Ontology Evolution Core — Signet Docs

Docs / Knowledge Architecture

Ontology Evolution Core

Ontology Evolution Core

Spec metadata:

  • ID: ontology-evolution-core
  • Status: planning
  • Hard depends on: knowledge-architecture-schema, desire-paths-epic
  • Registry: docs/specs/INDEX.md

Related docs:

  • docs/research/technical/RESEARCH-ONTOLOGY-EVOLUTION.md
  • docs/specs/approved/desire-paths-epic.md
  • docs/specs/planning/retroactive-supersession.md
  • docs/KNOWLEDGE-ARCHITECTURE.md

1) Problem

Signet’s ontology already has strong structure (entity, aspect, attribute, dependency), but retrieval quality and graph health are constrained by three schema-level limitations:

  1. Edge trust is under-specified (strength without enough epistemic detail).
  2. Relationship semantics are too loose for consistent traversal behavior.
  3. Temporal evolution of facts is only partially represented.

The result is avoidable graph noise, weaker path scoring, and limited support for time-aware truth queries.

2) Goals

  1. Make edge quality measurable and queryable.
  2. Make relationship semantics explicit and stable.
  3. Preserve historical truth while improving current-truth retrieval.
  4. Keep SQLite-first and agent-scoped architecture intact.

3) Proposed capability set

A) Confidence and provenance on dependency edges

Extend entity_dependencies with:

  • confidence (0.0-1.0)
  • reason (constrained provenance class)
  • optional evidence_count

Traversal ranking uses a bounded composite signal, defaulting to: score = strength * confidence * association_weight

B) Dynamic association signal

Add co-occurrence signal to dependencies:

  • co-mention and co-retrieval increments
  • normalized association (NPMI-style)
  • hub homeostasis caps to avoid high-degree domination

C) Relationship taxonomy

Introduce constrained dependency types (initial proposal):

  • uses, depends_on, blocks, supersedes, relates_to, derives_from

Migration strategy:

  • phase 1: dual-write with legacy_type
  • phase 2: strict validation and backfill complete

D) Temporal lineage and current-truth filtering

Extend memory lineage for ontology-aware retrieval:

  • parent_id, root_id, relation_type, is_latest
  • retrieval defaults prefer latest truth while preserving expansion path

Compatibility with supersession:

  • attribute supersession and memory lineage stay linked
  • constraints never auto-superseded

4) Non-goals

  • No separate graph database migration.
  • No product UI governance workflow in this spec.
  • No model architecture changes to predictor internals.

5) Integration contracts

Ontology Evolution Core <-> Desire Paths

  • DP traversal ranking consumes confidence/provenance/association fields.
  • Bounded traversal remains mandatory.
  • Constraint surfacing invariant remains hard override.

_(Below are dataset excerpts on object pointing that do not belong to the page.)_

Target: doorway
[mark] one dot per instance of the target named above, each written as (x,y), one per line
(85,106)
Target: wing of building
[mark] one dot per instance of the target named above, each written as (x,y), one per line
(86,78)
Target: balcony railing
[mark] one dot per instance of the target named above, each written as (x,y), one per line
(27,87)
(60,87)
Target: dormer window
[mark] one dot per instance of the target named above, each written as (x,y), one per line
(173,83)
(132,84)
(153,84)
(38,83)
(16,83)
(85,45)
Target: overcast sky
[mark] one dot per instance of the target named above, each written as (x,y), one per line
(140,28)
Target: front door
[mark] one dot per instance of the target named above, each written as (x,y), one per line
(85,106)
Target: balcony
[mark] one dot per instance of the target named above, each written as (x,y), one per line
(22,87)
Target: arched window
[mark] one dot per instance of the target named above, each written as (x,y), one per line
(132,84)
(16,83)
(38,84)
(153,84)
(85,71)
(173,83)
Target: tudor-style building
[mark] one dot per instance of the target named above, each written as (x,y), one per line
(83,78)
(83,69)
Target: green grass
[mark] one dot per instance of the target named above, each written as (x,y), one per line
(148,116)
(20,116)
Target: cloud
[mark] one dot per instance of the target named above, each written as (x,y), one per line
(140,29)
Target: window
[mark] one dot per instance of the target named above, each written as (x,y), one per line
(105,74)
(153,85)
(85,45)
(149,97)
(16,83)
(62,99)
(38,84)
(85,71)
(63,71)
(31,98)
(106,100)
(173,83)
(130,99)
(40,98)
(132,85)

Ontology Evolution Core <-> Retroactive Supersession

  • Supersession updates lineage fields when applicable.
  • Current-truth retrieval respects is_latest=1 by default.

Ontology Evolution Core <-> Predictive Scorer

  • New structural features available for scoring: confidence aggregates, association weights, lineage depth.

6) Rollout phases

Phase 1 (safe defaults)

  • Add new columns with defaults.
  • Backfill confidence/reason minimally.
  • Enable read-path use behind config flags.

Phase 2 (behavioral adoption)

  • Turn on ranking usage for confidence/association.
  • Add relationship taxonomy validation.
  • Add lineage-aware query mode.

Phase 3 (strict mode)

  • Enforce typed relationship constraints.
  • Deprecate legacy relationship mapping paths.

7) Validation and tests

  • Migration idempotency for all new fields.
  • Traversal tests proving low-confidence edges are deprioritized.
  • Co-occurrence normalization tests (hub cap behavior).
  • Lineage tests for latest-truth and history expansion.
  • Agent scope isolation across all new queries.

8) Success metrics

  • Lower false-positive traversal paths in benchmark suite.
  • Higher MRR/Precision@K without recall collapse.
  • Lower stale-fact incidence in current-truth retrieval.
  • Reduced orphan/hub-skew graph health metrics.

9) Open decisions

  1. Final minimal relationship taxonomy for v1 strict mode.
  2. Default weights for confidence vs association vs strength.
  3. Whether lineage lives only on memories or partially on attributes too.